The history of this unofficial national drink of Cuba starts in the late 16th century. It was then that the famous corsair, Francis Drake, unofficially serving Queen Elisabeth I. who at the time supported other corsairs attacking Spanish ships as well, prepared a drink for his company that reminds us of today’s Mojito. Rum or aguardiente (the non-refined ancestor of rum) was very popular with sailors and pirates long before that but it was Drake who transported mint on his ships and who added it to the alcohol together with lime. It was sheerly for protection. He believed the lime and mint would protect his men from fever and other diseases. This so-called “Draque” was first created by the corsair Richard Drake, Francis Drake’s subordinate. The drink was served on a wooden spoon with a cock-tail-like handle. Drake’s corsairs were based on Cuba, that’s why the drink first became popular there. Later on, it spread into other Latin-American countries.

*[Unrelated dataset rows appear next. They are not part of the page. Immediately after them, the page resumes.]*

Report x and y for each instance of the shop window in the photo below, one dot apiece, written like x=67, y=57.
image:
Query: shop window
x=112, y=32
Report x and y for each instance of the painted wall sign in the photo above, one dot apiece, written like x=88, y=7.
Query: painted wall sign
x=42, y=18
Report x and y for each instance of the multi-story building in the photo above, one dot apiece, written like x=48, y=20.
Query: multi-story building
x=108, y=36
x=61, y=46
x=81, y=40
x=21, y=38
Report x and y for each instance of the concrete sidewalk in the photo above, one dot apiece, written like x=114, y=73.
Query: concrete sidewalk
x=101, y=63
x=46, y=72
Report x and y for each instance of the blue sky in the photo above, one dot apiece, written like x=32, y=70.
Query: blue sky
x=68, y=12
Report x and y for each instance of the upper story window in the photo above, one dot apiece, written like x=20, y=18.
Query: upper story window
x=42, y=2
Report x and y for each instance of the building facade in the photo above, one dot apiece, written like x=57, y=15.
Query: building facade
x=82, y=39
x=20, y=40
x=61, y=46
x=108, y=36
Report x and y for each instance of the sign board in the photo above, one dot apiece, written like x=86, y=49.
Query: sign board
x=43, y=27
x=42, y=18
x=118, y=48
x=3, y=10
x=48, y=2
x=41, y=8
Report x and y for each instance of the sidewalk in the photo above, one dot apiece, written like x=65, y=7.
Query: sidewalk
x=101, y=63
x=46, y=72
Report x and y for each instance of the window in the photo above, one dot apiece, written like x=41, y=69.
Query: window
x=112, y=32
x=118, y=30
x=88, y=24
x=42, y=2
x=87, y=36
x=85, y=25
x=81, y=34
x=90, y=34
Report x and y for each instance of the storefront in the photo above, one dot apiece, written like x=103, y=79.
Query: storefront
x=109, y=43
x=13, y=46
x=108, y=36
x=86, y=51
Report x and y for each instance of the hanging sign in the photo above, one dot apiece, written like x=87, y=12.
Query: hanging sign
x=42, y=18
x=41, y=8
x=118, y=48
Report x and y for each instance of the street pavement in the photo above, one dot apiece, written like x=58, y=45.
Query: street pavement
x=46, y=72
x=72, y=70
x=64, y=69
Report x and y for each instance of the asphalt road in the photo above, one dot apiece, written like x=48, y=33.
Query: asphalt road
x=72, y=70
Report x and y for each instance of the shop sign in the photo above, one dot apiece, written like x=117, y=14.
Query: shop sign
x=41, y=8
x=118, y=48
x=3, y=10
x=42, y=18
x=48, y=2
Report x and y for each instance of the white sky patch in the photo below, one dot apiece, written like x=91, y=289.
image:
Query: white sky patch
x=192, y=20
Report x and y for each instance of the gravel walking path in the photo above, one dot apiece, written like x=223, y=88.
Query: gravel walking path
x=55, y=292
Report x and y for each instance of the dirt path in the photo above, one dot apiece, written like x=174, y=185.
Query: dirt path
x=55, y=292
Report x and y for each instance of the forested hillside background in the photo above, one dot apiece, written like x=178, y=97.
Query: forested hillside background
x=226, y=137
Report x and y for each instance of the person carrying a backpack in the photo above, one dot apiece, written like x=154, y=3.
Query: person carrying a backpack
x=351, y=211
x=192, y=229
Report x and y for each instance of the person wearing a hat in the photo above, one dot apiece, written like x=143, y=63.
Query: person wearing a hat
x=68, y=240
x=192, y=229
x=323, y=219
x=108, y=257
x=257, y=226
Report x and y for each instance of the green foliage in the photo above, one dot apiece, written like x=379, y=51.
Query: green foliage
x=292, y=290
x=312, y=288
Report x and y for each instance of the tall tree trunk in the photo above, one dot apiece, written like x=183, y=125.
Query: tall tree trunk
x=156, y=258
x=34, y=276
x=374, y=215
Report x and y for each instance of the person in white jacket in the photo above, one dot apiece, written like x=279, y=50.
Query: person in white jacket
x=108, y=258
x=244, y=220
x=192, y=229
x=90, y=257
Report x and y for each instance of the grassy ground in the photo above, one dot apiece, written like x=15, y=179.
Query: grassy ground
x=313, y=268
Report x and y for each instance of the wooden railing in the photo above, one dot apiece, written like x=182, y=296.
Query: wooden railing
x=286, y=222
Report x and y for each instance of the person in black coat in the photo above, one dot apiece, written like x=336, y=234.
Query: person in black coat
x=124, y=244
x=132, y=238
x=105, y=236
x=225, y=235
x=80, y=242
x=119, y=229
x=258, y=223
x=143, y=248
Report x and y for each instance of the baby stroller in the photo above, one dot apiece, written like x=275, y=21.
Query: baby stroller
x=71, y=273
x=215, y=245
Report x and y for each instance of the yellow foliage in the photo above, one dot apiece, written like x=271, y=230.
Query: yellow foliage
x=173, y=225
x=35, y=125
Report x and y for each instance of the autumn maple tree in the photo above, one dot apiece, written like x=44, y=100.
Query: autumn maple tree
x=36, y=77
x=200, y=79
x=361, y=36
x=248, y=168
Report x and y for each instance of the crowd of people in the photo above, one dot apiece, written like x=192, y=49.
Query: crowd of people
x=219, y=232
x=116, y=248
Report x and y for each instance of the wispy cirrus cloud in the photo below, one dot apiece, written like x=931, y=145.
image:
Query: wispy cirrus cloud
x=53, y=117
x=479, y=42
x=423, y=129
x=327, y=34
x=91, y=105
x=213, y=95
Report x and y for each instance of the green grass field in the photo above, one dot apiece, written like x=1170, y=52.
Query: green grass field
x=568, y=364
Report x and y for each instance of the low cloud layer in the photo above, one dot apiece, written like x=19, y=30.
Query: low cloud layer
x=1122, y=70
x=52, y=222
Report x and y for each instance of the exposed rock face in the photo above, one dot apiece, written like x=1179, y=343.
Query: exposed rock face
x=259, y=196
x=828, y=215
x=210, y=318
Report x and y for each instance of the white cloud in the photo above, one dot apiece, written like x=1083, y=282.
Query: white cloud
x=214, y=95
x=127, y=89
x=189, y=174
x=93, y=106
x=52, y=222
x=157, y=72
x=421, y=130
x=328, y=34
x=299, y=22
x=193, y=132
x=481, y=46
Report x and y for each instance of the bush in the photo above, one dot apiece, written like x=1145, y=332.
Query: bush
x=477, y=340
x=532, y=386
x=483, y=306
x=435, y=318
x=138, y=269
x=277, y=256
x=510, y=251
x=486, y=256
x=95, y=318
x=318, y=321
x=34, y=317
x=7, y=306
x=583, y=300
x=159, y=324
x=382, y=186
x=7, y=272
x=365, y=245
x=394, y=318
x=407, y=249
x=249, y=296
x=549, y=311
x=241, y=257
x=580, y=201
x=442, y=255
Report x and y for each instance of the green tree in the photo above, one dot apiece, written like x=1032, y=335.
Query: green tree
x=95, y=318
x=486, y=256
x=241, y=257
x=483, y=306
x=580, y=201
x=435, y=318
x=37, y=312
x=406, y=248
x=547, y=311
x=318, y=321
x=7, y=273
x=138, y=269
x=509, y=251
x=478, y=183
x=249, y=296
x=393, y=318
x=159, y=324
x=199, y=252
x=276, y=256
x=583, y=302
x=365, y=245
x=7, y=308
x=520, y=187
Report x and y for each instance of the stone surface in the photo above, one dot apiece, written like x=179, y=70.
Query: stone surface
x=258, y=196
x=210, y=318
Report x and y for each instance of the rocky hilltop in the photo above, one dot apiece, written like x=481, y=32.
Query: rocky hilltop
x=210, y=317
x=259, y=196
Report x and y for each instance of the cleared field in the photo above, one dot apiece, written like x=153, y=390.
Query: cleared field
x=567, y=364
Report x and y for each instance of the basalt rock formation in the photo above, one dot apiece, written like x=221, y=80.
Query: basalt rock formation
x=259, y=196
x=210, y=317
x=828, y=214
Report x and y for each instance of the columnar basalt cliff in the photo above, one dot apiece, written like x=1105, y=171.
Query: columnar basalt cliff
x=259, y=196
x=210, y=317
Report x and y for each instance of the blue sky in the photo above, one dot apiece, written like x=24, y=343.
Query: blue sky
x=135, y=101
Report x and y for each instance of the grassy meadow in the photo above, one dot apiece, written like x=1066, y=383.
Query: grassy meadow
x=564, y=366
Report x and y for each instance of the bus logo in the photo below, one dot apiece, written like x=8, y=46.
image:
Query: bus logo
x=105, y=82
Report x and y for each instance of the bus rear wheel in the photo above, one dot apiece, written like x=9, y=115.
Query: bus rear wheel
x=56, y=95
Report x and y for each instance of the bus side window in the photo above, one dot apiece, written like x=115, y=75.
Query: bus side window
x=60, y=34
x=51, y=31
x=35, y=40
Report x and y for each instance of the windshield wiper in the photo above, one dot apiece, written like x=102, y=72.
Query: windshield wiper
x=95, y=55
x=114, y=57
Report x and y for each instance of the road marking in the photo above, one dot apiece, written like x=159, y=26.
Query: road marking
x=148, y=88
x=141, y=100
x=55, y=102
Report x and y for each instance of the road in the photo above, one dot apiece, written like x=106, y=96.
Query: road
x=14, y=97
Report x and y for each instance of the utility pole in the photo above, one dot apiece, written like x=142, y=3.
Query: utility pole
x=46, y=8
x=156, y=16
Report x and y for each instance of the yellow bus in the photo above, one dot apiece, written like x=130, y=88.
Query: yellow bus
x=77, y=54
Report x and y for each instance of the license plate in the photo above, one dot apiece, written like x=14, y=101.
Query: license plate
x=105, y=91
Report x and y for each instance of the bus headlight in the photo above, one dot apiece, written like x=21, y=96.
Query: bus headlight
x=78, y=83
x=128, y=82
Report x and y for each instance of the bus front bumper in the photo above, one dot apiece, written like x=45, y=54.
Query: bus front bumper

The word mojito might come from the spicy sauce called mojo (from Spanish mojar, “moisten”). The name of this drink is often pronounced [moxito] based on the usual pronunciation of the Spanish letter j. According to the original Cuban pronunciation, the pronunciation mohito is more appropriate. The very first method of Mojito was recorded in “Cuban Cookery” by Blanche de Baralt, 1931.
If one wants to taste the “real” mojito, a good white Cuban rum should be used for it. I have tried various rums (Bacardi Carta Blanca, Havana Anejo 3 Anos, Ron Tabu Blanco, …) but what I liked the most was the combination with Doorly’s 3 Y.O. White. Maybe it’s because everyone is used to the taste of Havana or Bacardi. That’s what you get in most bars. However, this is something completely different and I really like the addition of the great rum from Barbados.
You may find different ingredient ratios. Some like it sweeter, some add more mint or make it stronger. This is the best scenario for me:
- 4 cl Doorly’s 3 Y.O. White
- 15 cl sparkling water
- 2 teaspoons of dark sugar
- approx. 10 mint leaves
- 1 pc lime
- crushed ice
We mix this drink in Highball Glasses (taller, tube-like glass, approx. 250 ml, heavier bottom), it may or may not have a stem. Add 1/2 lime, quartered, sugar, rum, and mint and crush it with a muddler (Mojito pestle). Crush the ice in a processor and put it in the glass, alternating ice and the other 1/2 of the lime, cut into pieces. Stir with a long spoon and add sparkling water. Decorate with a lime slice and a mint sprig.
This cocktail is ideal for those who do not prefer the sweet taste. It is refreshing, combining nicely the sour lime and the mild sweetness of dark sugar. This topped with great rum and fresh mint aroma. I prefer crushed ice to ice-cubes in this drink. It’s easier to work with, it lasts and cools the drink quickly. Have you tried any other rum?